Reducing your child’s allergy risk

Abou-Jaoude’s team looked at total IgE antibody levels, but researchers can also test for allergen-specific IgE levels, looking at how sensitive a child might be to particular substances, like eggs or dogs.

2013 study in Sweden did just that. Not only did researchers find that infants were less likely to have IgE antibodies against common allergens when their parents sucked their pacifiers, but they were also less likely to develop eczema and asthma by the time they were 18 months old.

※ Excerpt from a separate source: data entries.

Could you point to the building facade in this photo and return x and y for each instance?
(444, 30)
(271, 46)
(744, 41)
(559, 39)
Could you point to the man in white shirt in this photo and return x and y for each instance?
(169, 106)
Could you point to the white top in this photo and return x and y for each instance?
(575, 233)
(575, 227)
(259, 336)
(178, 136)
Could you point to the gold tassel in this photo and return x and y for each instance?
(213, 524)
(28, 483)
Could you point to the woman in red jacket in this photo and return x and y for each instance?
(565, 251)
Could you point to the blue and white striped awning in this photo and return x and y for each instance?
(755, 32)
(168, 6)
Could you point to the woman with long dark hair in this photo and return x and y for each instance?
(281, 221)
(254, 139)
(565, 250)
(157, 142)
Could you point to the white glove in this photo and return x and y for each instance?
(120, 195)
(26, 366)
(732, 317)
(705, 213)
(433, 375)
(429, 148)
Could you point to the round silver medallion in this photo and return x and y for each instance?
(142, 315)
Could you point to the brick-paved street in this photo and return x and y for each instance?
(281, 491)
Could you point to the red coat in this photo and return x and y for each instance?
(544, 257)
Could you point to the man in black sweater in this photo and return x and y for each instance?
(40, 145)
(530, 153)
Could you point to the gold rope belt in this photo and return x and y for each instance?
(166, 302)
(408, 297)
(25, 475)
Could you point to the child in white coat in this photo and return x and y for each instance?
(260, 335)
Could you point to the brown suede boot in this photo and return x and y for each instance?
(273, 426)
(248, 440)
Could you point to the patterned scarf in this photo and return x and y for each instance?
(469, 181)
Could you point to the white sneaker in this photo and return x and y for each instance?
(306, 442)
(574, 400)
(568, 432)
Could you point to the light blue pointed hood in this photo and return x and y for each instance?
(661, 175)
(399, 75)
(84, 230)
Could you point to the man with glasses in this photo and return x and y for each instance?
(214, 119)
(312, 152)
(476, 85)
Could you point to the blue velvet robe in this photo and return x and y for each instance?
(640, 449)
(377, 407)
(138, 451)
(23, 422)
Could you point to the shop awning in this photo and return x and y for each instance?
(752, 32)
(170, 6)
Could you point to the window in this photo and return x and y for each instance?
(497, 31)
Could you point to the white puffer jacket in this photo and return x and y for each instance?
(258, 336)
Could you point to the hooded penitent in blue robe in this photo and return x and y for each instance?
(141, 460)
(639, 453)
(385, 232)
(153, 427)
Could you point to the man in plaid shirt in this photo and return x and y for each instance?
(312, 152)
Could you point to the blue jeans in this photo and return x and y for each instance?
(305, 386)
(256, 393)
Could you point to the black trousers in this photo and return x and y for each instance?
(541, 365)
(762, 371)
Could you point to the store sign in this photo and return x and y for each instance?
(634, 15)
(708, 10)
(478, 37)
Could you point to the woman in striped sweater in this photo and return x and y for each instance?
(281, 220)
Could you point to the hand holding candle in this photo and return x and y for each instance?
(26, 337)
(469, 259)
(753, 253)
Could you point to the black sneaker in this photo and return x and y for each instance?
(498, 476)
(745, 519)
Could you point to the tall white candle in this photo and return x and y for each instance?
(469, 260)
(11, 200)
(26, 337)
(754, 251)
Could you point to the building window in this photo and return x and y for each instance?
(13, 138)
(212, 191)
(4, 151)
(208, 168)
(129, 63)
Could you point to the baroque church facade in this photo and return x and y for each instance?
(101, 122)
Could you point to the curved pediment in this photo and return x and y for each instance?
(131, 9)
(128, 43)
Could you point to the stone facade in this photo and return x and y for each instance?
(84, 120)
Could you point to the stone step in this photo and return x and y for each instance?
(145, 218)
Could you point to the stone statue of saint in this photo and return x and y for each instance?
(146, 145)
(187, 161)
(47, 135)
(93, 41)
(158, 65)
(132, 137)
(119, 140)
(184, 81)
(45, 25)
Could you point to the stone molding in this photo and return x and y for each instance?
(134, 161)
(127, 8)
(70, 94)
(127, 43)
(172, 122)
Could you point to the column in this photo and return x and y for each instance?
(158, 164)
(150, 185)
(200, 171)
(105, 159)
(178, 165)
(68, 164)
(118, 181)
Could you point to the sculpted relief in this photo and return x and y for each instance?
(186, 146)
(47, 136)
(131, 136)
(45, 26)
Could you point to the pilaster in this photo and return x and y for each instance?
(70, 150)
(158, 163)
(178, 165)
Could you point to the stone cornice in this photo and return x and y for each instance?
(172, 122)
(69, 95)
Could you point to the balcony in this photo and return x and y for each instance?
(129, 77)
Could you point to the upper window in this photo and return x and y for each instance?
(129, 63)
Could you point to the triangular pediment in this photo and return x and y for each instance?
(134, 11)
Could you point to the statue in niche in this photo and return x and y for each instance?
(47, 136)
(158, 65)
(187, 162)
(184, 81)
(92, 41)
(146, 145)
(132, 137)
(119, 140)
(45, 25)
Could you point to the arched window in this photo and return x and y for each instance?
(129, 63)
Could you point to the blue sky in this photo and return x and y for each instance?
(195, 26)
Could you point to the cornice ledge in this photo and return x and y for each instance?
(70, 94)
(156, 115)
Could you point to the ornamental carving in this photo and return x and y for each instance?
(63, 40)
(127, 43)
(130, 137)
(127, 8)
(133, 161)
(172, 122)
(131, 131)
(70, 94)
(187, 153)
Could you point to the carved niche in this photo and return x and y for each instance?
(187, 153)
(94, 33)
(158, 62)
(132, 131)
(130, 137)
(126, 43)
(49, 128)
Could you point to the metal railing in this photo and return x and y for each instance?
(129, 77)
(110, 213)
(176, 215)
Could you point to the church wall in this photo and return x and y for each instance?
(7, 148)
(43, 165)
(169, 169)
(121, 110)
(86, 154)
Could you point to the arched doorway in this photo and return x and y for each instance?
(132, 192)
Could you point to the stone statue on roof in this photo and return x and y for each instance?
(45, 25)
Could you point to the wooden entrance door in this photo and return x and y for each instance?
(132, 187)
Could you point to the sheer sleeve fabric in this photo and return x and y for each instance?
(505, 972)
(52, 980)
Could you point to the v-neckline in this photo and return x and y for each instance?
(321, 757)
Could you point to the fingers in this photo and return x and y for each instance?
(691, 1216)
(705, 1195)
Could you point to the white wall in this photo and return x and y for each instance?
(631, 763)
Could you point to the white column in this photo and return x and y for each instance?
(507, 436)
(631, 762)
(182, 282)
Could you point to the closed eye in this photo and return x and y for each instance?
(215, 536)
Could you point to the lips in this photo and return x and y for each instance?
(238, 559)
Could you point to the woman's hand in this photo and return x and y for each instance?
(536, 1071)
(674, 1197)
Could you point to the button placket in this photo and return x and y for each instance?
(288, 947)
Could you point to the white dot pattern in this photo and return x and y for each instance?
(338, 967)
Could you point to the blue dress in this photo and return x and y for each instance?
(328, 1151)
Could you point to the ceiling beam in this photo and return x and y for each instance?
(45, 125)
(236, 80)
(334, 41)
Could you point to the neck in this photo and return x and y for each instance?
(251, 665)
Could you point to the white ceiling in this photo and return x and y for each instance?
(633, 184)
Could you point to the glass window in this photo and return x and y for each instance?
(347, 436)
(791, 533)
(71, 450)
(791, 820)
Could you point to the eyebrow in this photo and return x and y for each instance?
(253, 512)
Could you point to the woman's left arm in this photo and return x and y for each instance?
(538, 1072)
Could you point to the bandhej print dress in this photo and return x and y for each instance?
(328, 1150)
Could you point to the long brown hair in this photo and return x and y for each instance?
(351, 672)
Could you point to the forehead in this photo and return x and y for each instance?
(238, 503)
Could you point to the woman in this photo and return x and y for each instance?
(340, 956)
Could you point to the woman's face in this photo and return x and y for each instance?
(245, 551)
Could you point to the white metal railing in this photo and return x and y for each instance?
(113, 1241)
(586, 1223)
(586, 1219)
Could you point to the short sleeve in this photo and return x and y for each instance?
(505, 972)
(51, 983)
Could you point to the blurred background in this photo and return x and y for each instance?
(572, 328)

“If I understand the paper and the figure correct, [the new study] found lower IgE levels in children whose parents reported sucking on their pacifier, and that finding supports our results,” said Dr. Bill Hesselmar, an associate professor in pediatrics at the University of Gothenburg who authored that study.

In both cases, Hesselmar says, sucking on a baby’s pacifier might have transferred “microbes that could stimulate the immune system so that tolerance develops instead of allergy.”

Still, there are more practical — and perhaps more pleasant — ways to prevent allergies in children. MacGinnitie said that early exposure to some foods, for example, may protect against allergies.

Studies have shown that “kids introduced to peanuts in the first year of life have a much lower chance of developing a peanut allergy,” he said, and the American Academy of Pediatrics agrees. In 2017, the group endorsed guidelines recommending that infants at high risk for allergies start eating peanuts as early as 4 to 6 months of age.

Children who grow up with pets also tend to have a lower allergy risk, MacGinnitie said, but that might be explained by genetics. In other words, allergy-free parents who own pets might just give birth to allergy-free kids.

“Living on a small farm also probably helps,” MacGinnitie joked. But he added that, for most parents, “that’s probably not realistic.”